Pretty much all of them are.

> But anyway, I agree with bearophile, that requiring too many special
> features out of a back end will make it hard for any alternative D
> compilers to keep up.

I'm aware of that, but I'm also aware of the crippling workarounds 
cfront had to use to avoid changing *anything* in the back end, because 
cfront had no control over them. There are still some suboptimal things 
in C++ due to trying to avoid changing the rest of the tool chain.
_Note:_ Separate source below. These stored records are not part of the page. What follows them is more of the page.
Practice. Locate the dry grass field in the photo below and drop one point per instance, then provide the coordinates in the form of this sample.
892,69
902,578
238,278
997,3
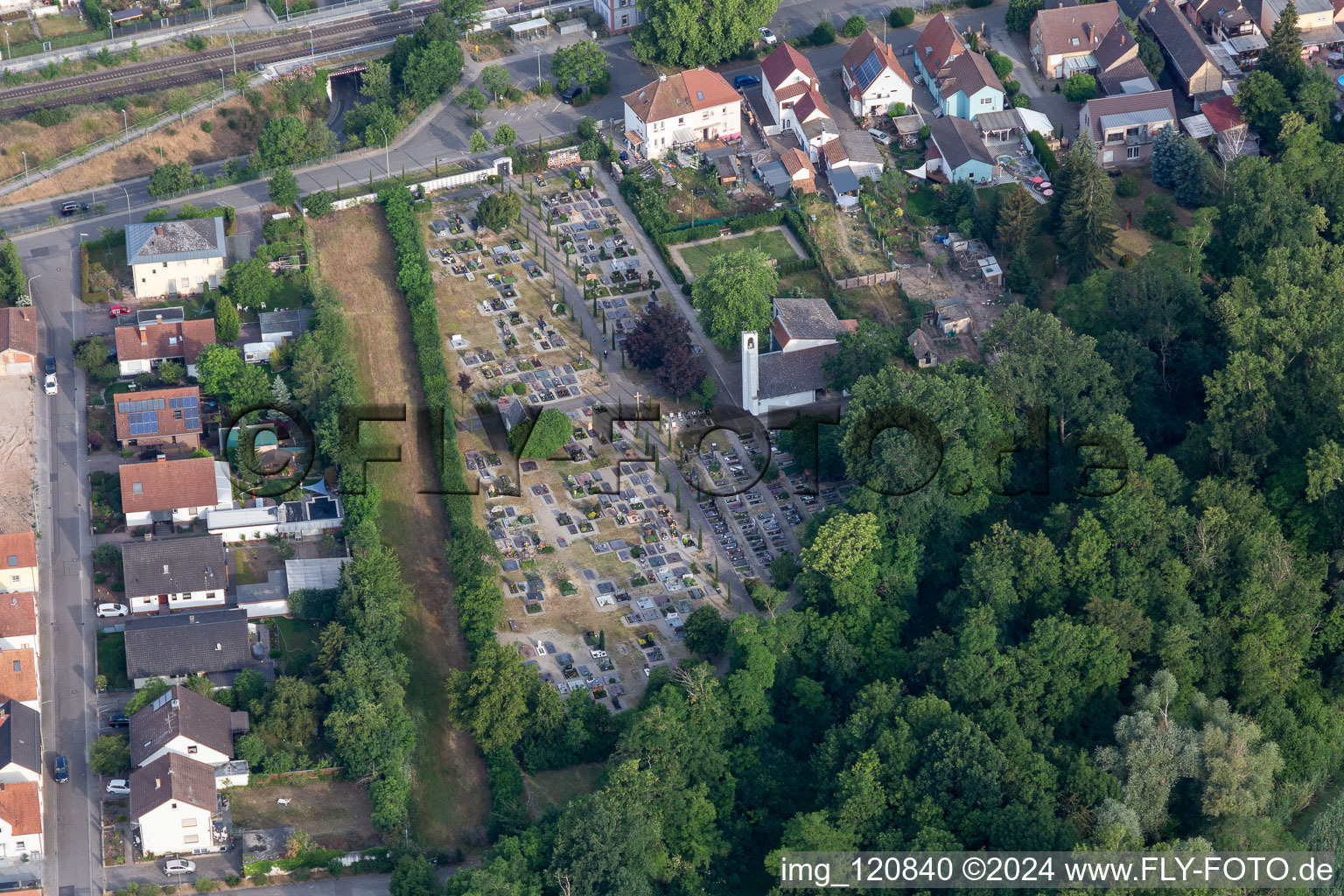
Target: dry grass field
449,793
>> While of course all this can be added to any back end, I understand how to
>> do it to mine, and it would take me a lot of time to understand another well
>> enough to be able to know just where to put the fix in.
> 
> That's understandable, but at some point it becomes worth the effort
> to learn something new.  Many people get by just fine using C++.  They
> may be interested in D, but it just takes too much effort.  However, a
> little effort invested in learning D pays off (at least we all believe
> so or we wouldn't be here).  Likewise, if there were a really solid
> well-maintained back end with a liberal open source license that
> generates great code, it would very likely be worth your time to learn
> it, even though it might be rough going in the short term.

Such doesn't exist, however. I remember efforts back in the early 80's 
to build one (the PCC, for example).

>> Another thing I'd be very unwilling to give up on with the dmd back end is
>> how fast it is. DMC is *still* by far the fastest compiler out there.
> 
> I'd gladly trade fast compilation for "has a future" or "supports
> 64-bit architectures" or "generates faster code" or "doesn't crash
> when there are too many fixups in main()".   Have you seen the
> messages about how long it can take to compile DWT applications?  DWT
> progs are already desperately in need of some smarter dependency
> tracking and ability to do minimal recompilations.  I think
> implementing that (in a build system or whatever) would more than make
> up for the loss in raw compilation speed.  Besides, I think a chunk of
> the the compilation speed is thanks to the module system, and avoiding
> the endless reparsing required for C++ #includes.  So any D compiler
> should benefit.

DMC is the fastest C/C++ compiler. DMD benefits from much of the work 
that went in to make it fast. I did design the semantics of D to favor 
fast parsing speeds, but there's still the back end speed which has 
nothing to do with parsing semantics.

I found out yesterday that gcc still generates *text* assembler files 
which are then fed to the assembler for all compiles. That just cannot 
be made to be speed competitive.

> Anyone have the data for the time required to compile tango with DMD
> vs LDC?  It would be interesting to see how bad the difference is.
> 
> Anyway, all that said,  it's not clear that we really do have that
> mythical "uber backend" available right now.
> 
> According to my conversations on the clang mailing list, the current
> target is for LLVM to be able to fully support a C++ compiler by 2010.
>  I'm not quite sure what all that involves, but apparently it includes
> things like making exceptions work on Windows.  So it certainly does
> look a bit premature to move over to LLVM as the primary platform for
> D at this point.

Abandoning dmd's back end now then would entail a 2 year delay with no 
updates, and I guarantee that there'll be years of wringing bugs out of 
LLVM. Writing a cg for a complex instruction set like the x86 is, well, 
pretty complicated <g> with thousands of special cases.

One thing that made D possible was I was able to use a mature, 
professional quality, debugged optimizer and back end. The lack of that 
has killed many otherwise promising languages in the past.